We’re continuing our look at some common holiday triggers. Click here for previous posts or subscribe to receive them by email.
The trigger: Needing things to be perfect
With all the movies, TV commercials, advertisements, memories, and stories, it’s easy to build up an unrealistic idea of what the holidays should look like. You can quickly get stuck in the mindset that there are only two options – perfect or bad.
You may already struggle with perfectionism with what you’re eating, but the holidays bring even more challenges. There’s the food you’re preparing to serve to others, decorating your house just so, or organizing your travel plans to the finest detail. And of course buying the perfect gifts.
The pressure to live up to these ideals can trigger unhealthy eating behaviors like eating excess food, restricting food, over-exercising, or weight obsession.
The tool: Let go!
Relief comes from accepting that things are just a little off kilter, maybe not as you planned or exactly how you wanted, but still okay.
The thing about control is that it ends up controlling you. If you’ve struggled with food you’ve seen this firsthand. Instead of trying to control your eating, and everything and everybody else around you, recovery is about meeting a person or situation where it’s at and leaning into that. It’s what you do in relationships (where no one can ever be perfect), and what you need to do in your relationship with food.
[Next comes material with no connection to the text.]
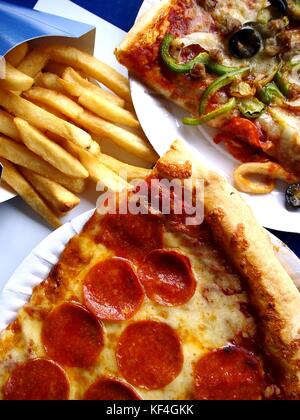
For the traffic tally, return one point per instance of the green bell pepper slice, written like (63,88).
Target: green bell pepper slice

When you come from a place of compassion for yourself and others, you can calmly watch situations unfold without needing to give up and start again. You can pick right up with the next meal, or the next conversation; you don’t have to miss a beat.
It’s this kind of consistency that really fuels recovery and strengthens the recovery muscle, while disruption and inconsistency can weaken recovery and set you back. So just keep moving forward. If there’s a bump on the road, don’t turn it into a big end and restart.
It’s easier to stay in recovery than to get into recovery.